ZaKotem napisał(a):No więc właśnie ludzie sami decydująWiesz, dzieci czasami też same decydują, że np. nie chcą transfuzji, bo kochają Jehowę. Jakoś takich decyzji się nie szanuje i tę krew im się jednak przetacza. Użytkownicy fejsa per saldo nie mają kompetencji ani technicznych, ani kulturowych, żeby wyobrazić sobie, co fejs może i potrafi zrobić. Nie są więc w stanie racjonalnie wycenić ryzyka, jakie ponoszą korzystając z fejsa. Fejs ze swojej strony upewnia ich jeszcze w poczuciu, że w ogóle nie ponoszą żadnego ryzyka, że na fejsie można czuć się bezpiecznie. Zuckerberg wprowadza więc ludzi w błąd, żeby rozporządzili swoim kapitałem na swoją niekorzyść i z tego właśnie czerpie zysk.
Osobna sprawa, że fejs zaczyna sięgać po atrybuty państwa. Dowody osobiste już wystawia (zaloguj się przez fejsa), teraz chce wprowadzić własną walutę. ZaKot pozwoli, że go obśmieję w tym momencie - brehehe - że jemu nie przeszkadza państwo rządzone na zasadzie faraońskiej, modulo cześć boska.
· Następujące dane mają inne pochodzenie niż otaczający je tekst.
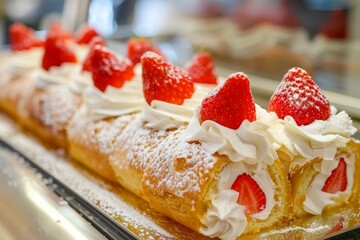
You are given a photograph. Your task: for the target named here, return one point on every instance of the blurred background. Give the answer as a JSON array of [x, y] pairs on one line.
[[260, 37]]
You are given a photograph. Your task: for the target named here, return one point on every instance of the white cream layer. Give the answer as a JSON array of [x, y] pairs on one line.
[[115, 101], [57, 75], [24, 61], [316, 199], [225, 218], [251, 143], [321, 138], [162, 115]]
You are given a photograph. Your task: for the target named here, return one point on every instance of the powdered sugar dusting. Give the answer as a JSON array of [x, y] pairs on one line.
[[95, 192], [180, 168]]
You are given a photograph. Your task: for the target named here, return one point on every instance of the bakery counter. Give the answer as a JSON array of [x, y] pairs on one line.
[[31, 210]]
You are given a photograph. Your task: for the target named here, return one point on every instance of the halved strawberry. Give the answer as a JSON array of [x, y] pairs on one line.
[[109, 69], [23, 38], [164, 81], [337, 182], [87, 62], [86, 34], [57, 53], [136, 47], [58, 31], [231, 103], [201, 69], [250, 194], [298, 96]]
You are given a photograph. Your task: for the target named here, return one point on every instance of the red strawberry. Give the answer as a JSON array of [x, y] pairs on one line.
[[87, 62], [109, 68], [136, 47], [337, 181], [23, 38], [299, 96], [86, 34], [230, 103], [164, 81], [201, 69], [57, 53], [250, 194], [56, 30]]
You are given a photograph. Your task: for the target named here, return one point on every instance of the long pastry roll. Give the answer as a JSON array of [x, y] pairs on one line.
[[221, 181], [55, 89], [111, 108], [16, 68], [316, 146], [105, 112]]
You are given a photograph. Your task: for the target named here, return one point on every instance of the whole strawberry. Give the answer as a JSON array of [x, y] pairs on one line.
[[201, 69], [136, 47], [23, 38], [86, 34], [87, 62], [109, 69], [298, 96], [56, 53], [164, 81], [231, 103]]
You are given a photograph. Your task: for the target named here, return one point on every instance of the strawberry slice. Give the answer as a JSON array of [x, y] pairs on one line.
[[298, 96], [250, 194], [57, 53], [23, 38], [136, 47], [86, 34], [337, 182], [109, 69], [164, 81], [58, 31], [87, 62], [231, 103], [201, 69]]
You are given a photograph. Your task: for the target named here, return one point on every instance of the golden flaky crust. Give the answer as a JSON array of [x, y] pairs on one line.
[[182, 178], [302, 179], [92, 142], [135, 149]]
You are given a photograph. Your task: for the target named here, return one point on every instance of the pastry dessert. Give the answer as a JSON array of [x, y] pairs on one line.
[[315, 145], [18, 66], [108, 106]]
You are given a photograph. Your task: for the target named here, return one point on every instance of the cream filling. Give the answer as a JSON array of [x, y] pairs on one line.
[[57, 75], [321, 138], [163, 115], [22, 62], [251, 143], [225, 218], [115, 101], [316, 199]]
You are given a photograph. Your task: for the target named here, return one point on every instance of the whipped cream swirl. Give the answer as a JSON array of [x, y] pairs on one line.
[[163, 115], [220, 220], [320, 138], [24, 61], [115, 101], [316, 199], [251, 143], [57, 75], [225, 218]]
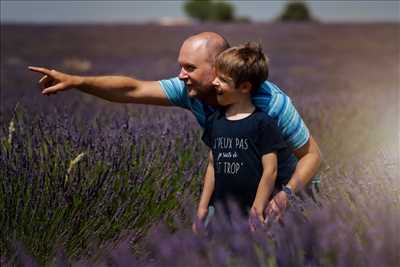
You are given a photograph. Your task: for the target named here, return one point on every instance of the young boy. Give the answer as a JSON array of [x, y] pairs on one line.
[[245, 143]]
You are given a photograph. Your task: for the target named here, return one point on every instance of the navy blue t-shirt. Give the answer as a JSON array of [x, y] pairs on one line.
[[237, 147]]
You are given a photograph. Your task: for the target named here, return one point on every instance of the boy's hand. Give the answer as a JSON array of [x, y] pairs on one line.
[[277, 207], [256, 217], [199, 222]]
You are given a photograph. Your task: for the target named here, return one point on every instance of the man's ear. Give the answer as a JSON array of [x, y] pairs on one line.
[[245, 87]]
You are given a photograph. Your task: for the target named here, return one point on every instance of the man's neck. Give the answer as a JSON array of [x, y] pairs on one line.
[[240, 109]]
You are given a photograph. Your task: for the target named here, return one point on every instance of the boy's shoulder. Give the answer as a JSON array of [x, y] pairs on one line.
[[263, 117]]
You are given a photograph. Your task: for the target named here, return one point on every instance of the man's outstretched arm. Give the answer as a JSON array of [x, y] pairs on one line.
[[112, 88]]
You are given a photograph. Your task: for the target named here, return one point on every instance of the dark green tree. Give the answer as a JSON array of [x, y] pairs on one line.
[[204, 10], [198, 9], [296, 11], [222, 11]]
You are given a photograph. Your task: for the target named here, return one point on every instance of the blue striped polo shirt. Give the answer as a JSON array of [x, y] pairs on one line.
[[269, 98]]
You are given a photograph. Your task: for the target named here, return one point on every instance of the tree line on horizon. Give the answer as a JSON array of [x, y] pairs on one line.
[[223, 11]]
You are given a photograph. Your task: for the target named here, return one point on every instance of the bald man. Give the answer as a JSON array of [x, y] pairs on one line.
[[193, 90]]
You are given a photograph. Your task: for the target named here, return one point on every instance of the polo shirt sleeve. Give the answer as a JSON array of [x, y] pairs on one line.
[[290, 123], [176, 92], [207, 136]]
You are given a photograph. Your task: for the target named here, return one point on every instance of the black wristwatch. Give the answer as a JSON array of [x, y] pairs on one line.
[[288, 192]]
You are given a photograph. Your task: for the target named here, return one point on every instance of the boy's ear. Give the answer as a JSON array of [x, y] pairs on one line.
[[245, 87]]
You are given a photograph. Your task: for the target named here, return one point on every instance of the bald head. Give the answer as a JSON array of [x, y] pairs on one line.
[[210, 42]]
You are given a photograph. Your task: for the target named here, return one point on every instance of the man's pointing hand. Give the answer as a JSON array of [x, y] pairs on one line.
[[54, 81]]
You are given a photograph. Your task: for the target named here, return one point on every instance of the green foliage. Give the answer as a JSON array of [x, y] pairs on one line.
[[296, 11], [204, 10]]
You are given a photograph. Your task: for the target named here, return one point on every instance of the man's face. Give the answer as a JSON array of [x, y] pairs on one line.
[[196, 69]]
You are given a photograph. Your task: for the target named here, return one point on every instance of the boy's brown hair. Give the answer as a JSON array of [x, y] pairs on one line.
[[244, 63]]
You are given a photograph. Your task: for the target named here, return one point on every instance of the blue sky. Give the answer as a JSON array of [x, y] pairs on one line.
[[145, 11]]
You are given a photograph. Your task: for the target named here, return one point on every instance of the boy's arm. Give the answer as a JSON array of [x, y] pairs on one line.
[[266, 185], [208, 188]]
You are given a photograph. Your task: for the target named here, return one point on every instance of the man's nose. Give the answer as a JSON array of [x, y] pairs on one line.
[[215, 82], [183, 74]]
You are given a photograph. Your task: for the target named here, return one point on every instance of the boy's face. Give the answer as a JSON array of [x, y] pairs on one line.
[[227, 93]]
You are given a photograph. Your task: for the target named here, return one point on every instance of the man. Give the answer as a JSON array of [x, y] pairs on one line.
[[193, 90]]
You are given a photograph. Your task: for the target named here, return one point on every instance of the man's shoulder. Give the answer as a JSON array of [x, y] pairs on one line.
[[268, 88]]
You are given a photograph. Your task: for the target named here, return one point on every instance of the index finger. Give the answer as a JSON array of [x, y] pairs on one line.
[[40, 70]]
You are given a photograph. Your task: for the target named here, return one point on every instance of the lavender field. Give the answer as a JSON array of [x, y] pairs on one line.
[[85, 182]]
ZaKotem napisał(a):I trudno przedstawić przeciwko niej jakąkolwiek sensowną kontrargumentację.Jak się nie ogląda chińskich filmów, no to faktycznie. W filmie pod tytułem bodajże "Hero" wprost podana jest idea, że jeśli nie możesz zwyciężyć wroga militarnie, to zaraź go swoją kulturą. Wtedy bitwę na pewno wygrają Chińczycy; a czy będą oni żółci, biali czy czarni zgoła, to jest już kwestia drugorzędna. Zresztą cały Blade Runner (książka) jest właśnie o tym paradoksie: jak wiele ze swojej tożsamości jesteś w stanie poświęcić, żeby zniszczyć to, co jej zagraża. Gdyby jedynym, ale to naprawdę jedynym sposobem na pokonanie hajlującej prawicy było zagonienie jej do Auschwitzu, to ZaKotełe by takie rozwiązanie popierał?